Christopher McQuarrie directed the first installment in the Reacher series, but couldn’t participate in (or was smart enough to stay away from) the sequel. Cruise, also acting as producer, aided in selecting director Edward Zwick, who worked with Cruise previously on the fantastic and vastly misunderstood The Last Samurai. Considering the home runs we’ve recently seen from Cruise, I anticipated a repeat of this success in Jack Reacher Never Go Back to be mostly disappointed.

At least when Cruise is in a relatively bad movie, he puts in a solid performance regardless. Here, he’s more forgettable than he’s been in a while. It really starts with how they compromise the Reacher character in the first 10 minutes. It’s established immediately that Reacher remains a drifter, occasionally working for his old army unit, ran by Major Susan Turner (played by Cobie Smulders). Something compels the creators of the movie to open the film after Reacher already beats everyone down, leading to the scene we see in the trailer where a cop is arrested in a diner. Those of us that appreciated the first film, appreciated it for its action, and already the second film inexplicably took it away from us in its first scene.

Reacher builds a friendly, somewhat-flirty, telephonic relationship with Turner, and decides to pay her a visit in Washington D.C. When he arrives to see her (and finishes reminding everyone at the government building that he’s not a major but an ex-major) he discovers Turner has been arrested under the suspicion of espionage. Compelled to do right by his new friend, and detecting something is afoot, he aims to break her out of military prison and find out who’s conspiring against Major Turner. That’s the general spoiler-free plot, but you’ll de-invest in the movie once they throw this unnecessary emotional wrench in Reacher’s backstory in the first ten minutes. In an attempt to avoid specific spoilers, I’ll only say this “wrench” involves a person, and the person they cast to personify this “wrench” lacks personality and general major studio motion picture acting ability. That might sound like a mean sentiment, but you deserve honesty.

My complaints about Jack Reacher Never Go Back, however, extend beyond an awful co-star. Smulders as Turner felt underutilized, and lacked chemistry with Cruise. Director Zwick didn’t feel like taking any tangible risks cinematically. The score is paint-by-numbers. They hit pause on delivering the audience any action until about 30 minutes into the movie, after we plow through painfully bland dialogue and even more reminders of how Reacher is now an ex-major. Once the action does start, it’s rather sluggish and not captured effectively to where the moviegoers can comprehend every movement.

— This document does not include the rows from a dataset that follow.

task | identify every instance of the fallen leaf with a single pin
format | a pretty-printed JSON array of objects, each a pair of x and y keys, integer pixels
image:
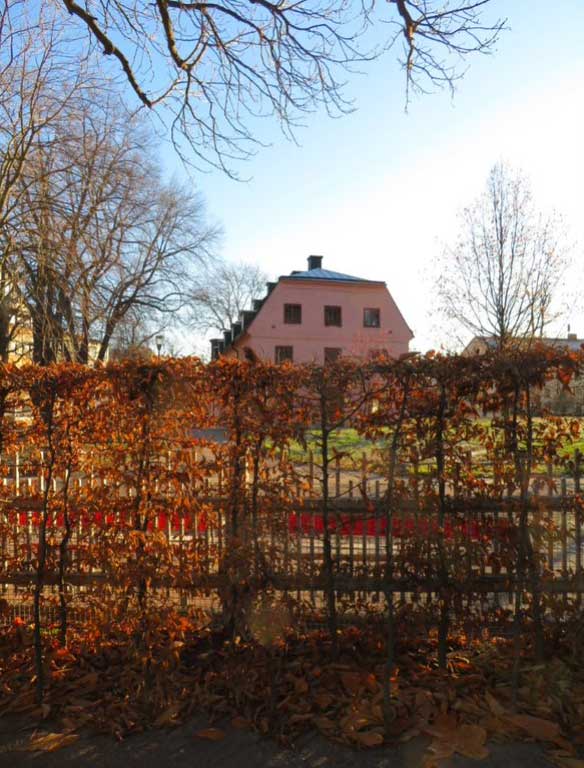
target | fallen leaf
[
  {"x": 497, "y": 709},
  {"x": 368, "y": 738},
  {"x": 50, "y": 742},
  {"x": 211, "y": 734},
  {"x": 168, "y": 716},
  {"x": 538, "y": 728},
  {"x": 240, "y": 722},
  {"x": 470, "y": 742}
]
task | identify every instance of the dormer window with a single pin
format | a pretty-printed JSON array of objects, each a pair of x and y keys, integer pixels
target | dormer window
[
  {"x": 292, "y": 314},
  {"x": 371, "y": 318},
  {"x": 333, "y": 316}
]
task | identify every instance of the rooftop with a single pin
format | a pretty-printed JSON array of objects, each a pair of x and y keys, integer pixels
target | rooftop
[{"x": 316, "y": 272}]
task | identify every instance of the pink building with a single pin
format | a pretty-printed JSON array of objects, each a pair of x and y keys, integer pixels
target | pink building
[{"x": 316, "y": 316}]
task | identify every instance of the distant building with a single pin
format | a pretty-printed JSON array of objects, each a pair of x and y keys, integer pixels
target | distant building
[
  {"x": 316, "y": 316},
  {"x": 553, "y": 397}
]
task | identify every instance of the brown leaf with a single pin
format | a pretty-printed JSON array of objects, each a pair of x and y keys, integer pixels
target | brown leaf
[
  {"x": 240, "y": 722},
  {"x": 352, "y": 682},
  {"x": 538, "y": 728},
  {"x": 50, "y": 742},
  {"x": 497, "y": 709},
  {"x": 167, "y": 717},
  {"x": 367, "y": 738},
  {"x": 211, "y": 734},
  {"x": 470, "y": 742}
]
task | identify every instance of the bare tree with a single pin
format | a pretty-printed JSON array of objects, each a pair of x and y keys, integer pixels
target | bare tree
[
  {"x": 214, "y": 67},
  {"x": 223, "y": 290},
  {"x": 37, "y": 90},
  {"x": 100, "y": 238},
  {"x": 499, "y": 280}
]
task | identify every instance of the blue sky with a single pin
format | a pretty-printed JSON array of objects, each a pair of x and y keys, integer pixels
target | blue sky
[{"x": 377, "y": 192}]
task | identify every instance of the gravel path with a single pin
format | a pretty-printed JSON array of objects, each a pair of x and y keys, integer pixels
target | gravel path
[{"x": 181, "y": 748}]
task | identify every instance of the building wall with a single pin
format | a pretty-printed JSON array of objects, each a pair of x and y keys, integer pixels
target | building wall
[{"x": 310, "y": 338}]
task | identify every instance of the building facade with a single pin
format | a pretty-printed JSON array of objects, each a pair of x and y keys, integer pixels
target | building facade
[{"x": 318, "y": 315}]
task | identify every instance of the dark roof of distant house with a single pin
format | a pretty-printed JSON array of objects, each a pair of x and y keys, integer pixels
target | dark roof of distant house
[{"x": 326, "y": 274}]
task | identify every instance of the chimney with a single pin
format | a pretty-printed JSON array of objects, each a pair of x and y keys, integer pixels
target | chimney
[{"x": 314, "y": 262}]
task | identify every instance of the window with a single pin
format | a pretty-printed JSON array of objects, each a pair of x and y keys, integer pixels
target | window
[
  {"x": 331, "y": 354},
  {"x": 332, "y": 316},
  {"x": 371, "y": 318},
  {"x": 293, "y": 314},
  {"x": 283, "y": 353}
]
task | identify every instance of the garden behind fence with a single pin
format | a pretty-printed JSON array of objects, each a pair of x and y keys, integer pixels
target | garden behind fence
[{"x": 143, "y": 493}]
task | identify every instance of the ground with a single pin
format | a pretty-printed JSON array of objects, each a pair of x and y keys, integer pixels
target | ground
[{"x": 181, "y": 747}]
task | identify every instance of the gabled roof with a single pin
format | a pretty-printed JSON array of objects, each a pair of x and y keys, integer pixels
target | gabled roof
[{"x": 327, "y": 274}]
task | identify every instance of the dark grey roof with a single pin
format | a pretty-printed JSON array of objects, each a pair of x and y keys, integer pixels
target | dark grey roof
[{"x": 327, "y": 274}]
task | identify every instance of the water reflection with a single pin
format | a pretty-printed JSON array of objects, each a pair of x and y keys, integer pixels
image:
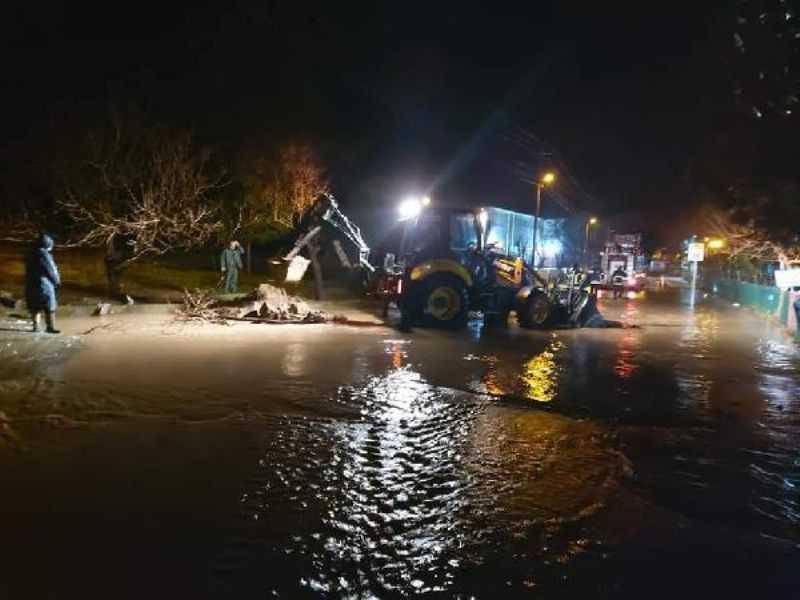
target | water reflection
[
  {"x": 295, "y": 360},
  {"x": 540, "y": 373},
  {"x": 420, "y": 494}
]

Then it continues to be sluggish throughout, even in the final fight where Reacher is battling someone who’s supposed to be his equal (portrayed by Patrick Heusinger) yet it never comes across believably.

A minuscule detail I noticed as well was the uneven re-shoots plugged into the movie. The person I saw Jack Reacher Never Go Back with never caught it, but Cruise’s hair changes length so frequently, I was almost convinced this movie became a sci-fi flick with alternating realities (think Coherence but a bigger budget and far worse in quality). To me, it was abundantly clear that the film lacked the famous fist fights from the first entry, so the studio likely passed a note to the film-making team to shoehorn in a random fight scene, which they surely did. In a sequence where I detected Cruise’s awkward wig (and if it’s not a wig, I apologize to Mr. Cruise and the Church of Scientology for insulting those luscious locks), Reacher combats five other men in a scene fans of the first film will clamor for, but like the other action sequences here, the fighting felt slow-paced.

The things I enjoyed in Jack Reacher Never Go Back are minimalist minutiae. I liked that they legitimately filmed in New Orleans and re-created the life of that city at certain points. Robert Knepper has a role in the film with a great ridiculous line reminiscent of 90s action flicks (and I’ll let you guess whether Knepper plays a villain or a hero because he only plays one type). As a long-time fan of the TV series Leverage, I appreciated Aldis Hodge‘s presence as a military official named Espin, even if he was underused for Reacher’s plodding personal story. Rarely, one of Reacher’s lines would be memorably badass. The very, very  end of the final fight is gratifyingly brutal. As I intimated already, these are the smallest of items I had to scramble my brain for since overall, the film underwhelms, especially considering the anticlimactic ending.